Its report also said the Government could have tackled the sugar problem more effectively by creating a national food plan, rather than trying to tackle a global problem by focusing on the UKs domestic problems.
“This Government needs to make sure that its strategy and action plan for tackling the obesity epidemic is not just a global strategy to tackle obesity but is a national plan that focuses on tackling our food and beverage industry and food-related industry issues and is part of a wider strategy to address the health issues associated with obesity and diabetes in the UK,” said Professor John A. Wilson, who is leading the Governments new strategy.
Prof Wilson said the strategy would “help to protect our children from the obesity pandemic and diabetes epidemic that are both on the rise in the US and globally”.
The UK is one of the countries that has been hardest hit by the obesity crisis.
Last year, the country recorded a record number of deaths due to the disease, which is known as Type 2 diabetes.
The World Health Organisation estimates more than a million children die every day as a result of the disease.
The new report said there was no evidence to suggest that sugar consumption was linked to increased diabetes rates, although experts say it is possible to reduce levels by adding sugar to a diet.

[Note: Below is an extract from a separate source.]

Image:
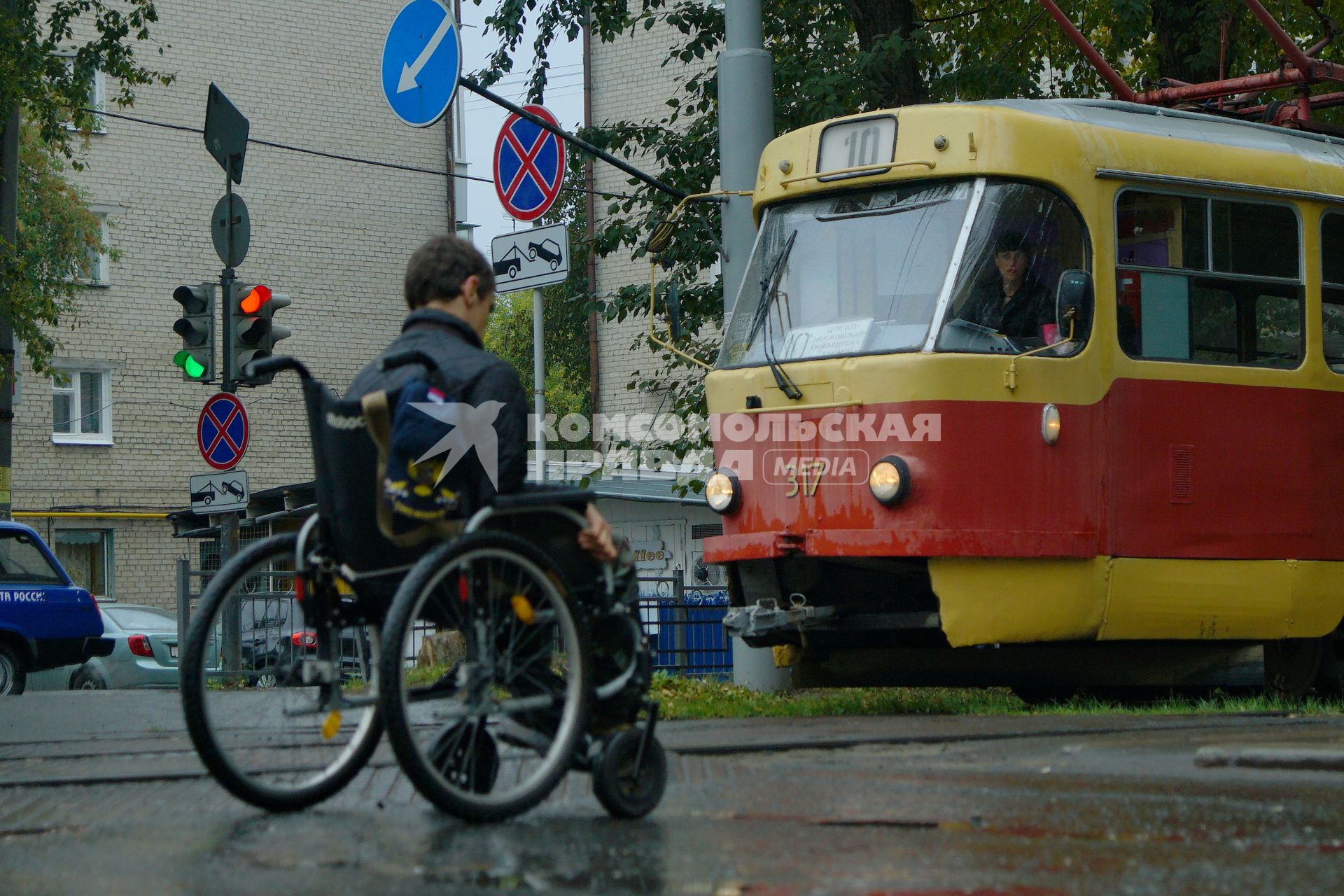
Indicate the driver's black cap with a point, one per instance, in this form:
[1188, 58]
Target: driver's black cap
[1012, 241]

The government has already pledged to cut its sugar intake to 0.5% of its sales by 2020, and to reduce the sugar content of all food by 20% by 2020.
But the report said that would only be possible if sugar consumption fell below 5%, and it suggested the government should “be looking at other measures to reduce its sugar supply and increase the amount and variety of healthy foods that people can eat”.
“We can make real progress towards the reduction of sugar consumption in the food supply, and we can make it better for people and better for society, but the Government needs the Government to start working towards real change,” said Dr John G. McDonough, chief nutritionist at the NHS Foundation Trust.
The Royal Society of Public Health (RSPH) said it was worried that the government would not take steps to tackle sugar consumption until after it had already failed to meet the target of reducing sugar consumption below 5%.
“It’s very important that the policy that is being developed to address sugar consumption is in place in time to take advantage of the economic growth in the coming years,” said Prof Wilson.
The RSPH also said there is evidence to show that there is a link between sugar consumption and Type 2 disease.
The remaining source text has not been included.